I trailer e i promo propongono dei percorsi,
delle pre-visioni sul film (o il programma) che verrà.
Nel nostro saggio partiamo da una sintetica storia della forma trailer
(il "prossimamente") per indagare alcuni trailer cinematografici
proposti nelle sale italiane - o all'interno di specifici programmi
televisivi - degli anni più recenti.
Il corpus della ricerca comprende centocinquanta trailer passati
negli schermi italiani, sia cinematografici che televisivi, negli
anni 1996-2001, e in maggioranza raccolti in VHS o CdRom come allegati
ai numeri di Ciak usciti nel mese di settembre degli anni 1996-2000;
inoltre i promo (di film, fiction, sport e produzioni interne) della
stagione invernale 1996-1997 delle reti Mediaset.
Abbiamo scelto dal nostro campione perlo più esempi riguardanti
commedie "impegnate" e film d'azione, in particolare i
trailer di Trainspotting (di Danny Boyle, Gb 1996), Mission
Impossible (di Brian De Palma, USA 1996) e Mission Impossible
2 (di John Woo, USA 2000), Il ciclone (di Leonardo Pieraccioni,
Italia 1996), e il promo di Mai dire mai (Never say never
again, di Irvin Kershner, Gb 1983) andato in onda su Rete 4 nell'inverno
1996.
Abbiamo cercato di dimostrare come il trailer reinneschi le serie
di concatenamenti tra strati testuali del film che presenta e promuove,
e si costruisca sempre su una coerente scelta isotopica di fondo.
È questa che lega tra loro e orienta discorsivamente tutte
le sequenze, fino al momento in cui di solito appare il titolo vero
e proprio, alla fine, soddisfacendo così l'attesa aperta,
spesso sospesa fino a quel momento. Il trailer deve cercare di differenziarsi
dagli altri trailer, nonché cercare di "colpire"
lo spettatore a livello cognitivo o passionale. Per non rischiare
di perdere coerenza ed efficacia testuali, esso cerca di posizionare
la visione spettatoriale: per questo si sceglie di solito una dominante
molto precisa, che può essere una isotopia tematica o figurativa
ma è comunque sempre legata a una forte dimensione patemica.

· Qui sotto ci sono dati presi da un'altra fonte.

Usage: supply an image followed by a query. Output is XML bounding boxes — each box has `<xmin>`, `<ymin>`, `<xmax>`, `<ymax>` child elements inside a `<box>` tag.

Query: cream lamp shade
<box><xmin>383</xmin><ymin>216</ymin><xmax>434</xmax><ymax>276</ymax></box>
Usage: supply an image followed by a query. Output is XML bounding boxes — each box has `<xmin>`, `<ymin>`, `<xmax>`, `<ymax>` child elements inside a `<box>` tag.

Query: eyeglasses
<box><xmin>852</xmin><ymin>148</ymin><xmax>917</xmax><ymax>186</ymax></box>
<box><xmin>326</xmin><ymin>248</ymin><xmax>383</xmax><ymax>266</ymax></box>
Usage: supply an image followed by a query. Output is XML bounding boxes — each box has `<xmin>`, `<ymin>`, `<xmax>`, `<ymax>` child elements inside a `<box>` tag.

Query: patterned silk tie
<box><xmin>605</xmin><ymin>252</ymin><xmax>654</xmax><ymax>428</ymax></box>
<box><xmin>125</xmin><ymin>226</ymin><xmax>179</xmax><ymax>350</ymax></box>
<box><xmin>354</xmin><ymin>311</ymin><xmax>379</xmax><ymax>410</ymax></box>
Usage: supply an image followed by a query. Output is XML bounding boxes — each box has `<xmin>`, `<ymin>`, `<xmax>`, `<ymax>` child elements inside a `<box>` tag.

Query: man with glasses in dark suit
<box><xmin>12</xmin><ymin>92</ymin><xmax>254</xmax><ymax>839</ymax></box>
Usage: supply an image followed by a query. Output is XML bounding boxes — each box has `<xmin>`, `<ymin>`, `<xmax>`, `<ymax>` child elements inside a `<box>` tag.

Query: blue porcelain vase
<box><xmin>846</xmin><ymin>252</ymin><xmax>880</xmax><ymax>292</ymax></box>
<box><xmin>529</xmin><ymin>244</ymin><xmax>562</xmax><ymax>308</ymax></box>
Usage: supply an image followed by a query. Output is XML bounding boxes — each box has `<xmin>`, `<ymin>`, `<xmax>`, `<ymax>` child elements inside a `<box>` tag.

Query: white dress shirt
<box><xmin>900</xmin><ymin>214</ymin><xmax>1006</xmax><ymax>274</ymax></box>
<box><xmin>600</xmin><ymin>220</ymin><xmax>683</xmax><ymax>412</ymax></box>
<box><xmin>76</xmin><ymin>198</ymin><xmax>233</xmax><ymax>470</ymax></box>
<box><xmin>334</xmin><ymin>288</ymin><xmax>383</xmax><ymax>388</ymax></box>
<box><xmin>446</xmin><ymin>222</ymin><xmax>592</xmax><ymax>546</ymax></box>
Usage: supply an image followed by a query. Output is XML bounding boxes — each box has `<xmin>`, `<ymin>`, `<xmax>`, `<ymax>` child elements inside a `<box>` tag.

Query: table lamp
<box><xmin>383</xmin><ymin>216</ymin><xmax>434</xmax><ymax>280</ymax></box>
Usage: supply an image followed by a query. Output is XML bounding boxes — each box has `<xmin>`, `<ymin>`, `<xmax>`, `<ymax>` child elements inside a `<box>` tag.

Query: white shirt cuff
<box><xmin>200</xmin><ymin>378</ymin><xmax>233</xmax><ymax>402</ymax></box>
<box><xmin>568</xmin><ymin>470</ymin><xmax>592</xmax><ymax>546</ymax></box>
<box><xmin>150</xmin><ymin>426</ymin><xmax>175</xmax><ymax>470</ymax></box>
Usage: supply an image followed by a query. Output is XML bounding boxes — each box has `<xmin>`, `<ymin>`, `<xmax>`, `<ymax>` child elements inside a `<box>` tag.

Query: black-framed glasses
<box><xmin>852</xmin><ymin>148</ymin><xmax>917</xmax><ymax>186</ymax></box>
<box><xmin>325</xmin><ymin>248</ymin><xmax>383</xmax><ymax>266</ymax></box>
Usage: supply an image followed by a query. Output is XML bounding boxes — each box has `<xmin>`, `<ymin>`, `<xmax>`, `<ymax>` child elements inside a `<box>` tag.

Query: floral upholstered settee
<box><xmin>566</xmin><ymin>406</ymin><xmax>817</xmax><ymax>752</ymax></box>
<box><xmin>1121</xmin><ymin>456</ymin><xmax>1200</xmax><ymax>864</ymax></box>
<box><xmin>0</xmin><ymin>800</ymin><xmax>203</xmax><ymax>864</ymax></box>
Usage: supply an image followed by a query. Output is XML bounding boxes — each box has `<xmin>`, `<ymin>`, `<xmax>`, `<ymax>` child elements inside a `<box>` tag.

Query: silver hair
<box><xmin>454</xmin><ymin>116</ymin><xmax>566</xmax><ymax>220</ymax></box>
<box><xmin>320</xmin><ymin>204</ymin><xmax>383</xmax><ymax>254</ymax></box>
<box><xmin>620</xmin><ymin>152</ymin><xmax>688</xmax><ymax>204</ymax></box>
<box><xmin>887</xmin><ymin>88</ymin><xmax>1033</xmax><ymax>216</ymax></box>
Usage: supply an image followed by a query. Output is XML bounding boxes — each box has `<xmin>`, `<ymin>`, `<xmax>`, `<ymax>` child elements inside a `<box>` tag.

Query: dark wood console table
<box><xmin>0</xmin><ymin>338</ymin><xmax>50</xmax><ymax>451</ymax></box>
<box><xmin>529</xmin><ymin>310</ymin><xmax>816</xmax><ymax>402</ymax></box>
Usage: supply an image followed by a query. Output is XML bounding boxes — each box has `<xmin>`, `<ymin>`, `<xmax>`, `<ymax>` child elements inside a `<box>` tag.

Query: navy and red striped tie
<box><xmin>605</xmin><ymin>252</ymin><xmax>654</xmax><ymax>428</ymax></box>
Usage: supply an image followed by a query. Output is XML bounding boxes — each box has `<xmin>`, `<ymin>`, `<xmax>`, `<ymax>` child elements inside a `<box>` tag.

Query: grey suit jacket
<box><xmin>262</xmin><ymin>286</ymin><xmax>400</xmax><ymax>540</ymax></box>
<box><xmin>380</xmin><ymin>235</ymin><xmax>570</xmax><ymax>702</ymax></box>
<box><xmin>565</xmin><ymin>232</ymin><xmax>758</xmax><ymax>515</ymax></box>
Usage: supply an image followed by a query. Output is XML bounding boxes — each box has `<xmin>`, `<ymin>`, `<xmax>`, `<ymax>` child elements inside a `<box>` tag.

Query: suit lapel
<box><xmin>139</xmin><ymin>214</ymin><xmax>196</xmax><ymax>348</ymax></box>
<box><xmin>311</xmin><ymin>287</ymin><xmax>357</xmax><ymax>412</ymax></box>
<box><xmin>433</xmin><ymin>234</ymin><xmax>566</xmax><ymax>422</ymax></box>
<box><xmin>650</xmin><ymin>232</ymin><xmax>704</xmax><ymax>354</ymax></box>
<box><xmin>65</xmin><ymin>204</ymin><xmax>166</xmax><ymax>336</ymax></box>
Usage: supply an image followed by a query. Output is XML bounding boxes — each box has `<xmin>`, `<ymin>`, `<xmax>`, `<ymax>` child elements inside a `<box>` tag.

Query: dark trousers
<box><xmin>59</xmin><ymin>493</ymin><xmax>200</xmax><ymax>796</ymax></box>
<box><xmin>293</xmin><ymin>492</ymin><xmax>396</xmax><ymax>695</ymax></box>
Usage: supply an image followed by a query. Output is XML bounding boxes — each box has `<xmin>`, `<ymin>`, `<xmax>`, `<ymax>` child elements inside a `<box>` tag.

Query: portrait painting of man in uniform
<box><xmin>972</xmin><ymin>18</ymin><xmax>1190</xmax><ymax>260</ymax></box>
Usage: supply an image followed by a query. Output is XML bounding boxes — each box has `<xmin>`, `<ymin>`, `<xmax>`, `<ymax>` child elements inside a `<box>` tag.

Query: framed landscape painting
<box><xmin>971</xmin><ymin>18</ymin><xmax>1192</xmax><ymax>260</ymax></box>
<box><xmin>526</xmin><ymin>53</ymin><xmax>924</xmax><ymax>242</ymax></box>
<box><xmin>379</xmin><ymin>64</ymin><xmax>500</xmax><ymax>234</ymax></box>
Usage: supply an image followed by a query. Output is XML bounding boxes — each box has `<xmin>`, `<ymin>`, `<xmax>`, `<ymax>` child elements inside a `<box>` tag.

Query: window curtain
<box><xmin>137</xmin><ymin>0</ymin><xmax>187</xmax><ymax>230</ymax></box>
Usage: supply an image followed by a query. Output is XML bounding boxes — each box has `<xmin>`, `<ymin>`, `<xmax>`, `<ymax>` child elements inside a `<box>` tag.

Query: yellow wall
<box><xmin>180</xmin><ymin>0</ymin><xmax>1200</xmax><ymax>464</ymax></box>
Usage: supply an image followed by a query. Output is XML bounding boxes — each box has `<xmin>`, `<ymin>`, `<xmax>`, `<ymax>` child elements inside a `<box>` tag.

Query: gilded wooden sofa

Nei trailer del filone fantastico, di quello
sexi-erotico, o di quello comico più "classico",
sono all'opera meccanismi molto simili: una isotopia di fondo e
una costruzione testuale tesa a cementarla a tutti i livelli, che
si tratti dell'amore violento per Bambola (di Bigas Luna,
Spagna 1996); della trasgressione sessuale per Crash (di
David Cronenberg, USA 1996); della incorreggibile invadenza del
comico Jim Carrey ne Il rompiscatole (USA 1996).

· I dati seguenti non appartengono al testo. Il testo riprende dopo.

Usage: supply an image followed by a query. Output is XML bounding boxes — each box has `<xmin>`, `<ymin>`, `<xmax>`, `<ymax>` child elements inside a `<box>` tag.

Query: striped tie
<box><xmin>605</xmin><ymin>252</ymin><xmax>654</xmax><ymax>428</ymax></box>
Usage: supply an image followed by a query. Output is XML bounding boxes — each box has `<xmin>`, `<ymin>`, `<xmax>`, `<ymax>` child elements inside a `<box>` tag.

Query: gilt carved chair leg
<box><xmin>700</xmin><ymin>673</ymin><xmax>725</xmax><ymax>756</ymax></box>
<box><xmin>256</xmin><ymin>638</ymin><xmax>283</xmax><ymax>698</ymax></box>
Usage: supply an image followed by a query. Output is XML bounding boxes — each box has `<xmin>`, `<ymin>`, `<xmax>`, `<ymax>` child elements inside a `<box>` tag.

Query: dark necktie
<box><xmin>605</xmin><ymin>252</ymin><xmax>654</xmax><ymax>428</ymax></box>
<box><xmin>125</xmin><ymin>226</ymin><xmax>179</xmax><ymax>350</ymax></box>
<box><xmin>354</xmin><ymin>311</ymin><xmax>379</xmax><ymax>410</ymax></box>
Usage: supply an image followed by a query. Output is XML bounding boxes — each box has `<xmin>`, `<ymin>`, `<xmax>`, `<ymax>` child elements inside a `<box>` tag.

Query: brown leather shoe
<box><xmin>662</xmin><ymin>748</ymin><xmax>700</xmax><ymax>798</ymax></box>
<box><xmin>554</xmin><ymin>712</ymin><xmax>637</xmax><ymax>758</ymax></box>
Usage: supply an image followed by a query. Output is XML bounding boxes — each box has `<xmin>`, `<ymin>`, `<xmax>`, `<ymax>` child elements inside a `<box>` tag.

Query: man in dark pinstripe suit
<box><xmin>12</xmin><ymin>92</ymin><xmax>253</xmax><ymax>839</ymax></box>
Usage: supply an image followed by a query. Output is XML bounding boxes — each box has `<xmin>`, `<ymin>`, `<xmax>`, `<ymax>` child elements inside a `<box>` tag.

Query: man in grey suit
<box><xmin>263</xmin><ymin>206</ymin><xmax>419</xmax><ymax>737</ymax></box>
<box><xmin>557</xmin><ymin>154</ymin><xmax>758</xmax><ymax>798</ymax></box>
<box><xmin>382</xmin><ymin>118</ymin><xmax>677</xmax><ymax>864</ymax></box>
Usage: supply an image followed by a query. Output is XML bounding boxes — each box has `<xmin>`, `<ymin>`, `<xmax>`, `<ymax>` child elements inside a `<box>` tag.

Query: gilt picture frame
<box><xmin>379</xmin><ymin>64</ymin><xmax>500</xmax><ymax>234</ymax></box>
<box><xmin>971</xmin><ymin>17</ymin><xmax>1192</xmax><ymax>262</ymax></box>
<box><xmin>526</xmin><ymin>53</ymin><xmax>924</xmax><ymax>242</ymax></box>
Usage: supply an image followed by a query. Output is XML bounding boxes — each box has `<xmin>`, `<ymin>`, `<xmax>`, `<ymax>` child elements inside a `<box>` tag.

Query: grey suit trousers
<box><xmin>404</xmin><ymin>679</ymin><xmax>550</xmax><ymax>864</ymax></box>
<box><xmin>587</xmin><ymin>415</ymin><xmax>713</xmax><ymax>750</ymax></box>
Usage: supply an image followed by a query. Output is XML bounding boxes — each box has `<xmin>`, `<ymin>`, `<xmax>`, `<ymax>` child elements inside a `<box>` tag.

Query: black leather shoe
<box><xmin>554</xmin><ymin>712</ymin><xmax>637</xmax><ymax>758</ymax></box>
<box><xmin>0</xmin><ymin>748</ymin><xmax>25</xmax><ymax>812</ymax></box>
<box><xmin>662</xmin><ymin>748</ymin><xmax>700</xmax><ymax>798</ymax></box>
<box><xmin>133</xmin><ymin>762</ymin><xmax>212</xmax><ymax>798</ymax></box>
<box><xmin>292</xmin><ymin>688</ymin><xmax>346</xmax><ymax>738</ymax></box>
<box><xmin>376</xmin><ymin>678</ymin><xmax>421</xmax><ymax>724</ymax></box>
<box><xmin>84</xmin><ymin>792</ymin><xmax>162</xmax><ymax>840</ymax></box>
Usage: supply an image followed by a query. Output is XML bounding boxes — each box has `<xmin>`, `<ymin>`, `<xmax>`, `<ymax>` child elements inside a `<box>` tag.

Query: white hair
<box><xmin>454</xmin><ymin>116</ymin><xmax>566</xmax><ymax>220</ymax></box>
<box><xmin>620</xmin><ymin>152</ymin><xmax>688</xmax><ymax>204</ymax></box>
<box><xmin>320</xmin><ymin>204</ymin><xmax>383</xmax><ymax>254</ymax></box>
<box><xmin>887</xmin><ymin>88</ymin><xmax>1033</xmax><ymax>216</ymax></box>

Il trailer, come il remake, lavora per ripetizione e differenza
rispetto al film da cui deriva. Più che un riassunto, il
trailer è una sintesi mirata, che tiene conto
dello scopo della riformulazione del testo di partenza, e si basa
su una strategia che chiarisce subito "di cosa stiamo parlando".

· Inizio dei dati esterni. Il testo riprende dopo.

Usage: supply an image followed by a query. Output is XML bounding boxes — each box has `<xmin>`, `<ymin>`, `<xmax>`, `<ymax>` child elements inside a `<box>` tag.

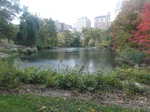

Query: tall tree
<box><xmin>37</xmin><ymin>19</ymin><xmax>57</xmax><ymax>47</ymax></box>
<box><xmin>131</xmin><ymin>2</ymin><xmax>150</xmax><ymax>53</ymax></box>
<box><xmin>111</xmin><ymin>0</ymin><xmax>150</xmax><ymax>51</ymax></box>
<box><xmin>16</xmin><ymin>9</ymin><xmax>40</xmax><ymax>47</ymax></box>
<box><xmin>0</xmin><ymin>0</ymin><xmax>21</xmax><ymax>39</ymax></box>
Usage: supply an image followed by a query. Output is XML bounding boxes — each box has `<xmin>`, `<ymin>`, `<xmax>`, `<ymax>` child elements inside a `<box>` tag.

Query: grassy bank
<box><xmin>0</xmin><ymin>60</ymin><xmax>150</xmax><ymax>94</ymax></box>
<box><xmin>0</xmin><ymin>95</ymin><xmax>147</xmax><ymax>112</ymax></box>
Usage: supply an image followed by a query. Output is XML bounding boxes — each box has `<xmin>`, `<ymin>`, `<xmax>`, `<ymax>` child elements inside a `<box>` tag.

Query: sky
<box><xmin>21</xmin><ymin>0</ymin><xmax>119</xmax><ymax>25</ymax></box>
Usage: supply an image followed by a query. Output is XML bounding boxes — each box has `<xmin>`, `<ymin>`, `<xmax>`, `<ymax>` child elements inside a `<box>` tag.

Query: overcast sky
<box><xmin>22</xmin><ymin>0</ymin><xmax>119</xmax><ymax>25</ymax></box>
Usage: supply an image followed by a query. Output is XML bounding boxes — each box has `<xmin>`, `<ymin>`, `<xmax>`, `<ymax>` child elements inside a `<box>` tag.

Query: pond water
<box><xmin>21</xmin><ymin>48</ymin><xmax>114</xmax><ymax>73</ymax></box>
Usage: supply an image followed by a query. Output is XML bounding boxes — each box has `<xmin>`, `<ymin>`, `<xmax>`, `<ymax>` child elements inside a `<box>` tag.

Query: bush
<box><xmin>0</xmin><ymin>59</ymin><xmax>19</xmax><ymax>88</ymax></box>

L'ipotesi di fondo del nostro saggio è allora che si tratti
di un tipo di traduzione intrasemiotica condotta rispetto
al testo di partenza: per interpretare correttamente il film, il
trailer dovrà riproporre ed evidenziare alcune isotopie fondamentali,
tenendo sullo sfondo, condensando o eliminando, altre linee narrative,
tematiche, figurative, ritenute meno importanti per la riuscita
del proprio discorso persuasivo. Non solo ma il trailer lavora come
una traduzione perché cerca di costruire nello spettatore
di effetti di senso simili a quelli previsti per chi vedrà
il film per intero e nel suo originale sviluppo sintagmatico. Questo
avviene, nel trailer come nel promo, attraverso la riproposta di
un equivalente testuale del sistema semisimbolico
dominante nel film, che diviene una delle chiavi per significare
e comunicare allo stesso tempo salienze percettive, valoriali e
stilistiche del testo di partenza, sempre nel tentativo di creare
attesa e curiosità. Attraverso modi legati ai diversi stili
dell'enunciazione, soggettivanti o oggettivanti, i trailer e i promo
lavorano a produrre atteggiamenti di attrattiva e interesse, cognitivo
o passionale, nei riguardi del testo di partenza che promuovono.